On a card that seemed to be in jeopardy multiple times, one of the only constants was the highly anticipated heavyweight bout between PRIDE and K-1 legend Mark Hunt and up-and-coming UFC heavyweight prospect Curtis Blaydes.
The two met in Perth, Australia in the co-main event of UFC 221. While the heavyweight champion Stipe Miocic already has his next challenger lined up in Daniel Cormier, Hunt and Blaydes knew a win could help propel them to the front of the line for a crack at the gold.
Hunt, a New Zealander, received a hero’s welcome at the weigh-ins and media events, making his clash in the co-headliner even more exciting.
However, Blaydes managed to use his wrestling pedigree to spoil Hunt’s big homecoming, scoring a unanimous decision victory.
While Hunt was largely believed to have the striking advantage going into the bout, it was Blaydes that came out strong in the opening round. Hunt used good head movement to avoid most of the punches in the initial flurry, though the taller and longer man’s range gave him some problems.
Blaydes scored a quick takedown, which many analysts believed would be the prevailing theme throughout the bout. Hunt posted quickly, however, getting back to his feet and uncorking a heavy right hand that put Blaydes on notice.
Though on rubber legs, he managed to avoid Hunt’s next head-hunting shot, this one quite telegraphed, and used the opportunity to put him back to the ground. Blaydes continued using his wrestling to ground Hunt, making the first round a close one to call. Though Hunt arguably did more damage, Blaydes had better control and dominated the grappling aspect.

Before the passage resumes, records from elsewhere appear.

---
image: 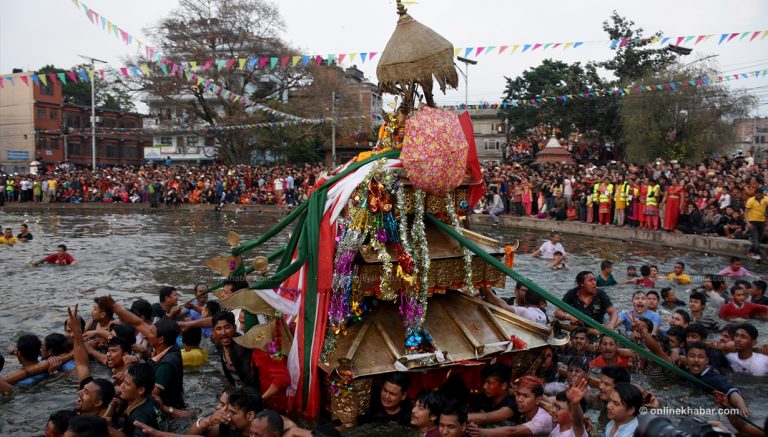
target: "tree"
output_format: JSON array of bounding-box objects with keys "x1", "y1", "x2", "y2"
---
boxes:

Blaydes went back to his wrestling in the second round, finding his first takedown attempt denied. However, he was able to get the fight back to the ground by mixing in his jab and never letting Hunt get comfortable. Blaydes worked from Hunt’s half-guard, landing an elbow that bloodied him and nearly sinking up an arm-triangle choke.
The third round was more of the same, with Blaydes grounding his opponent and relying on a mix of submission attempts and ground-and-pound for his offense. Hunt continued to try and post but ended up mounted at one point. Blaydes used slams and trip takedowns, blending strength and technique to nullify the former K-1 fighter’s striking. Blaydes ended the round with a mount position and scored a unanimous decision win.
Blaydes is now 9-1-1, with his only loss coming to recent title-challenger Francis Ngannou via doctor stoppage. If he isn’t close to a title shot now, one more big win could do the trick.
As for Hunt, he has openly stated his current UFC run hasn’t been the best. He’s got an ongoing lawsuit against the promotion and was recently required to undergo tests for chronic traumatic encephalopathy (CTE) after admitting to early symptoms on social media.
The 43-year-old Hunt may be taking his efforts elsewhere soon, and currently has a record of 13-12-1.